The device shown in this embodiment of the invention has many advantages. One advantage is that auxiliary fuse wire elements can be provided in conjunction with the main fuse element for the purpose of obtaining highly predictable arc characteristics. Another advantage is that the dimensions of the insulating sleeve are such that in the area of arcing during fuse melting,
The objective is to provide predictable dielectric and spacing characteristics between the primary and auxiliary fuse elements.
Yet another advantage is that the use of an insulating flexible glass material allows the ends of the auxiliary fuse elements to be attached to the main fuse element independently of the mandrel or rod 22 around which both the main and auxiliary fuse elements are wrapped. It's about getting some support on the elements. Another advantage is that the end of the auxiliary fuse element can be placed directly into the notch portion of the main fuse element, thereby providing a constant time for the arc to burn through the main fuse element.

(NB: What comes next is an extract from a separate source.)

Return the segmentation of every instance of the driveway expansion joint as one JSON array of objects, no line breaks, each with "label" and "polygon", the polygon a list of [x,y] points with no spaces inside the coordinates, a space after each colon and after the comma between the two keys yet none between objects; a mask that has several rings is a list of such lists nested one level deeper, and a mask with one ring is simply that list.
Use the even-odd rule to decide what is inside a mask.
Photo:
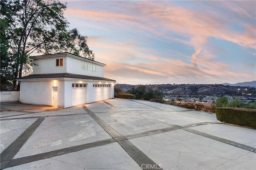
[{"label": "driveway expansion joint", "polygon": [[[106,102],[104,102],[108,104]],[[162,170],[162,169],[159,166],[149,158],[145,154],[142,153],[140,150],[138,149],[134,145],[131,143],[128,140],[119,133],[117,132],[112,127],[108,125],[107,123],[101,120],[90,110],[87,108],[85,106],[83,106],[83,107],[88,113],[89,115],[99,124],[101,125],[104,129],[111,137],[112,139],[116,141],[124,149],[124,150],[129,154],[132,159],[140,166],[142,167],[142,165],[147,164],[150,165],[150,167],[154,168],[150,168],[147,169],[150,170]],[[101,121],[96,121],[101,120]],[[102,124],[106,124],[107,126],[103,126]]]},{"label": "driveway expansion joint", "polygon": [[[44,120],[44,117],[39,118],[27,129],[14,142],[7,147],[0,154],[1,169],[5,168],[10,163],[10,160],[17,154],[27,140]],[[8,161],[9,161],[8,162]]]}]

[Brief explanation of drawings]

1 is a partially sectional side view showing a current limiting fuse according to an embodiment of the present invention, FIG. 2 is a view showing a part of the support device of FIG. 1, and FIG. 3 is a view showing a part of the support device of FIG.
FIG. 3 shows one end of an auxiliary fuse element consisting of two wires. In the figure, 10...Fuse, 11...Housing, 12, 14...Terminal, 20...Support device, 26...Main fuse element, 30...Auxiliary fuse element, 34...Glass sleeve, 36...Notch .

Claims (1)

[Claims] 1. An insulating housing, terminals provided at both ends of the housing and separated from each other and communicating with the inside of the housing, a support device provided inside the housing, and a terminal supported by the support device. a main fuse element electrically connected therebetween and having a small cross-sectional area; and a sleeve part provided inside the housing and having both ends covered with a sleeve of dielectric material, the sleeve part being electrically connected to the main fuse element and having a small cross-sectional area. an auxiliary fuse element wound around the small cross-sectional area portion of the fuse element; the thickness of the sleeve is such that when the sleeve is in a non-melted state, there is no electrical connection between the main fuse element and the auxiliary fuse element; and is sufficient to separate the sleeve into a molten state, and does not prevent generation of an arc between the main fuse element and the auxiliary fuse element to help melt the fuse. Hughes. 2 the main fuse element has a reduced cross-sectional area, the dielectric material region is a glass sleeve surrounding the inner end of the auxiliary fuse element, the sleeve being disposed in the reduced cross-sectional area; Claim 1, wherein the main fuse element melts and the auxiliary fuse element is melted by an arc between the main fuse element and the auxiliary fuse element after the part where the cross-sectional area has decreased starts to melt. Fuses listed in section. 3. The fuse of claim 2, wherein said sleeve has sufficient flexibility to wrap around said reduced cross-sectional area.